La abuela formaba parte de ese grupo de gente que, si se cae el techo de su casa, no les pilla dentro. En cuanto terminaba su novela, ponía pies en polvorosa, arrastrando con ella al abuelo… —Cuando vivía, siempre renegando el pobre hombre: que si no le dejaba descansar, que si tenía que soportar a las pedorras de sus amigas, que si se gastaban un dineral en pasteles y taxi va, taxi viene, que si ni siquiera le dejaba probar una copita de vino dulce—. Luego me tocó el turno de acompañarla a mí.

La muerte del abuelo había supuesto para ella una inyección de libertad, como si al ver el final más de cerca hubiese determinado aprovechar el tiempo que le quedaba con más bríos.

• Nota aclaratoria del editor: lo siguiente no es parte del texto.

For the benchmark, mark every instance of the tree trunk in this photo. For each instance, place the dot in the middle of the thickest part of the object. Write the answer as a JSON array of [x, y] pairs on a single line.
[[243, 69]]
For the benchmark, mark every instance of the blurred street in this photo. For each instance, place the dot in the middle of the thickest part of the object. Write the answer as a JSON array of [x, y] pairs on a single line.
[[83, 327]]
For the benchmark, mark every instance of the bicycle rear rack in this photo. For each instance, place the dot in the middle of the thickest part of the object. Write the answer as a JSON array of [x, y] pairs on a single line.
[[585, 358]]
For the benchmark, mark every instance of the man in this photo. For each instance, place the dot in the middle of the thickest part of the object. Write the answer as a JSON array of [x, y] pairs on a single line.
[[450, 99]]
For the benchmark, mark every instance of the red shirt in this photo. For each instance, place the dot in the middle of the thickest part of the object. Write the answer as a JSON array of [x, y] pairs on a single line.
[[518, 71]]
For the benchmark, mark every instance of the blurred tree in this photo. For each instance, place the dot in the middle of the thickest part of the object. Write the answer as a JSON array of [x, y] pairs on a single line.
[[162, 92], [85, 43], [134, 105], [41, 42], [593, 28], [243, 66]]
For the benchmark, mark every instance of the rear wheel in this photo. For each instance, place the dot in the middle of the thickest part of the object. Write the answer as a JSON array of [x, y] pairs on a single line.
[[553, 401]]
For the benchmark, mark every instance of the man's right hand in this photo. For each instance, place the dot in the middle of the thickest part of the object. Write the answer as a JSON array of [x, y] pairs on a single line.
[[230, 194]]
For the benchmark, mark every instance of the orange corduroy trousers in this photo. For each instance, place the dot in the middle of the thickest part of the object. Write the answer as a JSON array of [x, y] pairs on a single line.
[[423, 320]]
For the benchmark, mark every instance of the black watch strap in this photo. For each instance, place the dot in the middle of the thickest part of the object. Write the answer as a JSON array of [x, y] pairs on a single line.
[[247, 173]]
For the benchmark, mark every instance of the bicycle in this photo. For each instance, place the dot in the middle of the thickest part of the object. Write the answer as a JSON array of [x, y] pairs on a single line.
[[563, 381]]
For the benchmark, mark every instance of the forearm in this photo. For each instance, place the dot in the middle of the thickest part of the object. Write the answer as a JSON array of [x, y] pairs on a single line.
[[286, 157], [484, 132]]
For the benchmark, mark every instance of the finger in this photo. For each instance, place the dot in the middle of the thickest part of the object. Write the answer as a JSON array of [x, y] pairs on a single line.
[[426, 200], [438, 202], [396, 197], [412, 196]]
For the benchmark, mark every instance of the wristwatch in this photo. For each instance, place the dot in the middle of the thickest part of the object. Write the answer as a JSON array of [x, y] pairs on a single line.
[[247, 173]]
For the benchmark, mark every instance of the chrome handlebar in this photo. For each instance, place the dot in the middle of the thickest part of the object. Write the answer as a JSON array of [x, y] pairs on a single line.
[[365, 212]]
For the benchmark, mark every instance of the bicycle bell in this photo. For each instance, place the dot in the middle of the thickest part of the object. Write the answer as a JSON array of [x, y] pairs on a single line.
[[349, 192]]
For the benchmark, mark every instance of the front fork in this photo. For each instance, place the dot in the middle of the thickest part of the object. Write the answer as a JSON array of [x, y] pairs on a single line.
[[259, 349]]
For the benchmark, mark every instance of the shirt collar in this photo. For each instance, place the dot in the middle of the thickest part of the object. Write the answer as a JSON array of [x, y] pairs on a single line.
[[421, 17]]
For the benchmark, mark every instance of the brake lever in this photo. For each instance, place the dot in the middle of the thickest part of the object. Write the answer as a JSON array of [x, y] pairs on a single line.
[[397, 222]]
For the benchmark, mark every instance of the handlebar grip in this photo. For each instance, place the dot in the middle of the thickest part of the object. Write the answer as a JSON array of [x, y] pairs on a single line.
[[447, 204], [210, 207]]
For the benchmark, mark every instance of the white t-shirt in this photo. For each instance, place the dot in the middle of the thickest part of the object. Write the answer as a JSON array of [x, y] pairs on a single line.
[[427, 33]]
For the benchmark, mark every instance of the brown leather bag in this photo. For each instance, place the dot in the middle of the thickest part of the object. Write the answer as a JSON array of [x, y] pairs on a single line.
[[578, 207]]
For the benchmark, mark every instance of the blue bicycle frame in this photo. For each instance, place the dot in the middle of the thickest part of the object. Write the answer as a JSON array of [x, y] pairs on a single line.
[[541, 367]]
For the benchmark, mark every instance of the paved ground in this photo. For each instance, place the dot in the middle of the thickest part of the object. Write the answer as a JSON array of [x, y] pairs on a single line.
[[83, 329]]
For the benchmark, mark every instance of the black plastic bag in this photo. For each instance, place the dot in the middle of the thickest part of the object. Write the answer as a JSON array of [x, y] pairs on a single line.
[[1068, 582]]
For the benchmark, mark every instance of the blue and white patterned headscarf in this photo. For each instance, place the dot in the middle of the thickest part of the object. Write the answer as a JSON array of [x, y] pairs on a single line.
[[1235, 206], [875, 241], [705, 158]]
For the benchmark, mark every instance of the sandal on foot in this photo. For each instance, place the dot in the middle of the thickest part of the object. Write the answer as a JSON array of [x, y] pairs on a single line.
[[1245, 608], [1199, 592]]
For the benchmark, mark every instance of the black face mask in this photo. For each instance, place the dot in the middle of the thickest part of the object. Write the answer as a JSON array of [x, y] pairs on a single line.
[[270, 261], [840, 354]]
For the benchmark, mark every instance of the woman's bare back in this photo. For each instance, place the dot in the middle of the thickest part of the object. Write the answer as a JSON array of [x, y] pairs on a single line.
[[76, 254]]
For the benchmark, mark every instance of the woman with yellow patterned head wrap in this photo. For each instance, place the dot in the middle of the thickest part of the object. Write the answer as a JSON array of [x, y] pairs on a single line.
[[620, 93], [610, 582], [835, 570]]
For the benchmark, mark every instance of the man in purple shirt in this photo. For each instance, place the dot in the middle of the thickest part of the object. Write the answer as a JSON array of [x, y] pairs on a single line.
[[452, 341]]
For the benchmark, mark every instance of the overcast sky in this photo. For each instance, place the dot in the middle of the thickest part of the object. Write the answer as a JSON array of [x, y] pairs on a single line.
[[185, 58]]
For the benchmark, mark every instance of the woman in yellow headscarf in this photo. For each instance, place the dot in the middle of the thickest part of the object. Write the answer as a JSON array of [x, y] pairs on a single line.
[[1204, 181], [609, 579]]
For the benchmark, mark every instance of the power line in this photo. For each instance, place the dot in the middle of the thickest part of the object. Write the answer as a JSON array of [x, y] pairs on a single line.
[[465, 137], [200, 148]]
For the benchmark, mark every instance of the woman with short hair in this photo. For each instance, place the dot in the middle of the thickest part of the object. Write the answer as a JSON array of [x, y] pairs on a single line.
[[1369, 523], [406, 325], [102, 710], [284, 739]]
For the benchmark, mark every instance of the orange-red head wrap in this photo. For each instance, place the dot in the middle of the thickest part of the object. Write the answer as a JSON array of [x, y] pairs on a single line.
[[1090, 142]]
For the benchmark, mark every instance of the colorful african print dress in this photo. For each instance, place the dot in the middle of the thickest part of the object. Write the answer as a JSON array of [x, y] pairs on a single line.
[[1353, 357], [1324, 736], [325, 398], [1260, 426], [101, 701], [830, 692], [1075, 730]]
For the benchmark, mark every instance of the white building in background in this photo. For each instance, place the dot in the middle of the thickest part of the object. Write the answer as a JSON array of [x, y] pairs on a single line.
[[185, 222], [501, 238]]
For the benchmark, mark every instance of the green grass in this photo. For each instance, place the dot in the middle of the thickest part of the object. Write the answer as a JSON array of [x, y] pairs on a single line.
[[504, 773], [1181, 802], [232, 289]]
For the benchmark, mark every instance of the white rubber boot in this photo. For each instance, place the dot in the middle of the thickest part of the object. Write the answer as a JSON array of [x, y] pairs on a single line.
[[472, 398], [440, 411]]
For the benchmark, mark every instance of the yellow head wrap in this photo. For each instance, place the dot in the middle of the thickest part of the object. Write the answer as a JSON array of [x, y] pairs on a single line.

Por otro lado, había cobrado el seguro de vida del abuelo. Cien mil pesetas de la época nada menos. Un buen pellizco si se tiene en cuenta que mi madre ganaba 105 pesetas a la semana. Así que empezar a gastar a manos llenas todo fue uno. Con los de fuera, eso sí, no con los de casa.

¡Qué buena falta nos hubiera hecho una ayuda por su parte! Pero mi padre se resistió a pedirle un duro aunque el jornal se les fue en medicinas para mí tras detectarme una gastritis de esas que no daban tregua.

—Prefiero robar a pedir un céntimo a semejante arpía —rebatía él a la insistencia de mi madre—. Mira lo que te digo, María del Mar, antes prefiero robar.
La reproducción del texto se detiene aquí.